In doing so, he explores the nature of creativity, the shortcomings of institutional science, the essence of paradox, the necessity of beauty, and much more besides. We get the impression that he has read just about everything, drawing freely on the work of thinkers and writers as diverse as Max Scheler, Nils Bohr, John Dewey, A.N. Whitehead, Cusanus, Heraclitus, Mary Midgley, Samuel Coleridge, Roger Scruton, and hundreds of others. A vivid picture gradually comes into view like an impressionist painting; and it is of a living world fundamentally characterised by flow—the world, in other words, of the right hemisphere. The ruling view, at least outside of physics, is of a mechanistic world, made up of ‘things’. But we find that this view, though useful in many respects, is not true to the way things are. And to live in opposition to reality, rather than in harmony with it, is unavoidably to create a few problems for ourselves and those around us.
A central theme of The Matter with Things is the importance of balance. We are in the habit of thinking in ‘either/or’ terms when it would be wiser, says McGilchrist, to indulge the possibility—indeed, the reality—of ‘both/and’ explanations. This, McGilchrist says, is far more common in Eastern traditions than Western ones. Equally, science, reason, intuition and imagination must all be called upon if we are to understand anything truly. And theory must be tested in the laboratory of our own experience. There is a place, too, for both propositional and dispositional knowledge: if I wanted you to understand the beauty of a landscape, I could only take you there: there would be no use just telling you about it. And we neither create the world wholly in our own imaginations, nor passively respond to a ‘completed’ world that lies ‘out there’: we exist in a responsive relationship to it. We are in dialogue with our world.
Science, reason, intuition and imagination must all be called upon if we are to understand anything truly.
Weighty stuff. But on the page, Iain is never high-minded. Rather, he comes across as easy to like as well as enormously erudite: he is at times amusing, generous in his appraisals and very stylish.

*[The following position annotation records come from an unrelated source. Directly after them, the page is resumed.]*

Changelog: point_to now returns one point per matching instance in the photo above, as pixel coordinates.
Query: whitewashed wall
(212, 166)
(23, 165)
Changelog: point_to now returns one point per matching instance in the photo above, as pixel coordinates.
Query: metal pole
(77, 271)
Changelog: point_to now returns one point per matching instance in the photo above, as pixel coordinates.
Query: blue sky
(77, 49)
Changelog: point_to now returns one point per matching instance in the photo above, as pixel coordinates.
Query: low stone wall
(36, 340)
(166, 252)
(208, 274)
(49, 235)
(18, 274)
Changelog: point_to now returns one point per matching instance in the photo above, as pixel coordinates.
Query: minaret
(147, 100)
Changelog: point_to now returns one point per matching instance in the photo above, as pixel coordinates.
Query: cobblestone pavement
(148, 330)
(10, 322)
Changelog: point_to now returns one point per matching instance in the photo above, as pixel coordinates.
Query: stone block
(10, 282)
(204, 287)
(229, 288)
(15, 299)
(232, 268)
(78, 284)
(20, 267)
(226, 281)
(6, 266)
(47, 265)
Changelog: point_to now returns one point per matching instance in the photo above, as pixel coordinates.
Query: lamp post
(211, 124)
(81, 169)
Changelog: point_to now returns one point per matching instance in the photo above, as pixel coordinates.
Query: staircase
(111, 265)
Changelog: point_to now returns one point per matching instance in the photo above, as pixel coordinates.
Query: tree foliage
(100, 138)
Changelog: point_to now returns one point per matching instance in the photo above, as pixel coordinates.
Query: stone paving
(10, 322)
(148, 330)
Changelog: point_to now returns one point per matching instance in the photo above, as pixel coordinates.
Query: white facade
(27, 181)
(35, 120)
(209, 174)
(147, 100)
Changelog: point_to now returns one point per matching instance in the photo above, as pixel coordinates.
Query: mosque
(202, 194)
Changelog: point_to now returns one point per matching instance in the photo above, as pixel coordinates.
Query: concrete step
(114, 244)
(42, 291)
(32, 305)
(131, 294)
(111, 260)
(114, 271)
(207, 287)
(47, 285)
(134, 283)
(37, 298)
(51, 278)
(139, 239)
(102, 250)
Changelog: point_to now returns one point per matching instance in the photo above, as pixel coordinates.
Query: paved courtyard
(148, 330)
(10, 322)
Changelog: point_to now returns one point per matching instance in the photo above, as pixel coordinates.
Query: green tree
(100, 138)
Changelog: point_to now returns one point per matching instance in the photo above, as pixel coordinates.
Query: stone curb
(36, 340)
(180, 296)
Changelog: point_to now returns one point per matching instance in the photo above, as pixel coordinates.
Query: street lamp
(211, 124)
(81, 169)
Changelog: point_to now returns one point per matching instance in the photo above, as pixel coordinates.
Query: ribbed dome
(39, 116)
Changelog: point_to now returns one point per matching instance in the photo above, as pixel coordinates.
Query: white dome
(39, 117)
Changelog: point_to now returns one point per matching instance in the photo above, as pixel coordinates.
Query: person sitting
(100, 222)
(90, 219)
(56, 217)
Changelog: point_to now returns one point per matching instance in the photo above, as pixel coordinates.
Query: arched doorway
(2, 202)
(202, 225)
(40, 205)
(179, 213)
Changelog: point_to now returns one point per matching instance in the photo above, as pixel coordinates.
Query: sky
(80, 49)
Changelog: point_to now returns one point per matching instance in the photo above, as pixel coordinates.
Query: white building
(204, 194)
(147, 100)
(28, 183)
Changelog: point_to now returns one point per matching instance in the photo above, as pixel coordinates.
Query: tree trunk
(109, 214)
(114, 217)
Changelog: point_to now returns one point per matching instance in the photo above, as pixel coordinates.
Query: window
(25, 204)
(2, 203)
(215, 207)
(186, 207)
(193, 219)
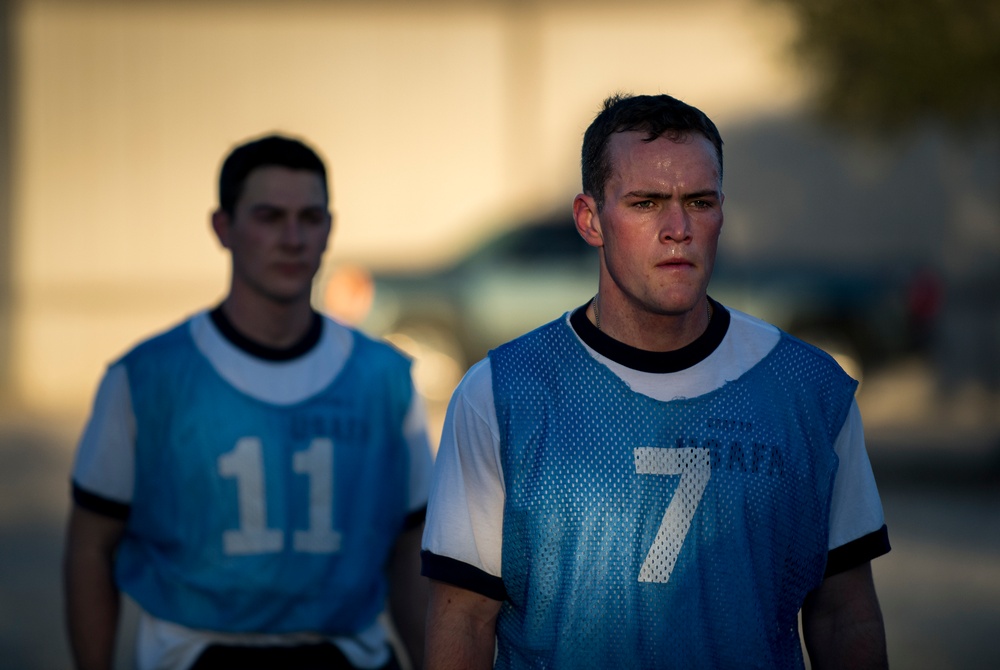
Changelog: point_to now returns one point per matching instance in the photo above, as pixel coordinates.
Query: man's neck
(651, 332)
(271, 324)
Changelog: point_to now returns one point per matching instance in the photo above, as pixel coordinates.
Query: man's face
(277, 233)
(660, 224)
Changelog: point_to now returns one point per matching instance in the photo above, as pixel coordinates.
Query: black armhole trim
(100, 505)
(653, 361)
(858, 551)
(415, 518)
(462, 575)
(241, 341)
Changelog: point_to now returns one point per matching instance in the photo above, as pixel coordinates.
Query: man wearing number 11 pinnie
(653, 480)
(255, 478)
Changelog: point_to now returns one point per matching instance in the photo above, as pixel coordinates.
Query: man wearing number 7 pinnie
(653, 480)
(255, 478)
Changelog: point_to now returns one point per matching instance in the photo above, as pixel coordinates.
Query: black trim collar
(241, 341)
(653, 361)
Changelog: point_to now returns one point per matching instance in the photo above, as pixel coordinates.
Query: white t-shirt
(105, 469)
(465, 514)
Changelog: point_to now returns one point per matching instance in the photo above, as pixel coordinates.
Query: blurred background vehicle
(533, 271)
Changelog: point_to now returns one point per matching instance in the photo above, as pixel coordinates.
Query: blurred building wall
(438, 119)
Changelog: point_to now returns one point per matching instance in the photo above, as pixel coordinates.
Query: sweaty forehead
(281, 186)
(690, 155)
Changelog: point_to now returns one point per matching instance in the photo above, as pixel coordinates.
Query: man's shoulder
(535, 338)
(361, 343)
(169, 338)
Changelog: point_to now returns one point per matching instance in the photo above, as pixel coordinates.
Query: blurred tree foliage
(892, 64)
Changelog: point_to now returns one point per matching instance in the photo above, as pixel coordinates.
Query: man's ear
(220, 224)
(588, 221)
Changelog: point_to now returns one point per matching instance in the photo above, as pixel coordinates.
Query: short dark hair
(271, 150)
(657, 115)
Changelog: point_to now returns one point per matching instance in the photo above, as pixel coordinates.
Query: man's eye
(314, 218)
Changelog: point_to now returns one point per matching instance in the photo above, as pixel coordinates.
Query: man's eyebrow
(657, 195)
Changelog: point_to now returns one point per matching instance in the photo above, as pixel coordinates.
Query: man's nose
(675, 225)
(292, 233)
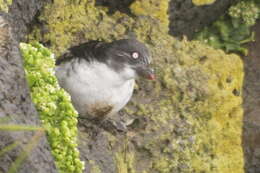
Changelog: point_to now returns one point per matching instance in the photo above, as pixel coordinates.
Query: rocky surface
(251, 100)
(188, 120)
(187, 18)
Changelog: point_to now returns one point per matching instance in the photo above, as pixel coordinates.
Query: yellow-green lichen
(193, 110)
(202, 2)
(4, 5)
(94, 167)
(153, 8)
(53, 104)
(125, 162)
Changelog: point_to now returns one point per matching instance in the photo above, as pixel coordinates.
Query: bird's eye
(135, 55)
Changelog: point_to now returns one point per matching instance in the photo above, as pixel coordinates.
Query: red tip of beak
(151, 77)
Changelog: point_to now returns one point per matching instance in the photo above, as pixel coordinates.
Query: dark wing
(84, 50)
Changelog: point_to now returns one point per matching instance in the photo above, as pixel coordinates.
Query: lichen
(125, 162)
(193, 110)
(153, 8)
(231, 31)
(54, 107)
(202, 2)
(4, 5)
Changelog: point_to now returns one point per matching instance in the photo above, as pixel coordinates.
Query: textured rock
(251, 96)
(188, 120)
(16, 108)
(187, 18)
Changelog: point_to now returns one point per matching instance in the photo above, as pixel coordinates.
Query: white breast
(94, 87)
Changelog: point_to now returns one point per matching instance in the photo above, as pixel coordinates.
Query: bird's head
(130, 57)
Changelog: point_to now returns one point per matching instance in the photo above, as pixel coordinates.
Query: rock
(16, 108)
(188, 120)
(187, 18)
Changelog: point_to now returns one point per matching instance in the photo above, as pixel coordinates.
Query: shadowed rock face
(186, 18)
(15, 103)
(251, 97)
(188, 120)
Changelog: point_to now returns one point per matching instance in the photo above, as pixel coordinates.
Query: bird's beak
(146, 72)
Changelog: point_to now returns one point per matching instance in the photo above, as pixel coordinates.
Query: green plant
(54, 107)
(232, 30)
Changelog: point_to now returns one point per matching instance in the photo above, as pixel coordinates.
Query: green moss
(232, 30)
(193, 110)
(4, 4)
(125, 162)
(153, 8)
(54, 107)
(94, 167)
(202, 2)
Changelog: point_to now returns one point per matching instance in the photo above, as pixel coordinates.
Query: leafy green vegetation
(232, 30)
(53, 104)
(202, 2)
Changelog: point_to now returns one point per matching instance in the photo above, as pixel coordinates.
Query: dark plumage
(100, 76)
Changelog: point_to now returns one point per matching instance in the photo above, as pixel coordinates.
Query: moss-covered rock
(4, 5)
(188, 120)
(53, 104)
(202, 2)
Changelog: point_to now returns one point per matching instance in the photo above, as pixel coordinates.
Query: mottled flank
(190, 117)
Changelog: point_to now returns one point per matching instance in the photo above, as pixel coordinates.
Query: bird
(100, 76)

He is also quick to credit those whose ideas have inspired him and helped him to form his own. He is happy to say that he is ‘standing on the shoulders of giants’, to quote Newton. Incidentally, he comes across in much the same way in person—I had the good fortune of seeing him give a talk at St. James’s Church a few years ago—and in the interviews he gives, many of which are in YouTube. And though some will be put off by the size of this book, I would only stress that it is really very readable, and having reached the end of it your first instinct may well be to go straight back to the start.
You may have worked out by now that I think this is a very good book, by a very wise and clever man, and the only reason I will not repeat Professor Foster’s comment is because he has probably read a hell of a lot more than I have and is therefore more qualified than I to use that unassuming little word ‘ever’. But certainly my hunch is that this is a book that will be held in enormous esteem for a very long time. I hope so. Because (and I am sorry to sound so earnest) I think what it has to say is rather important.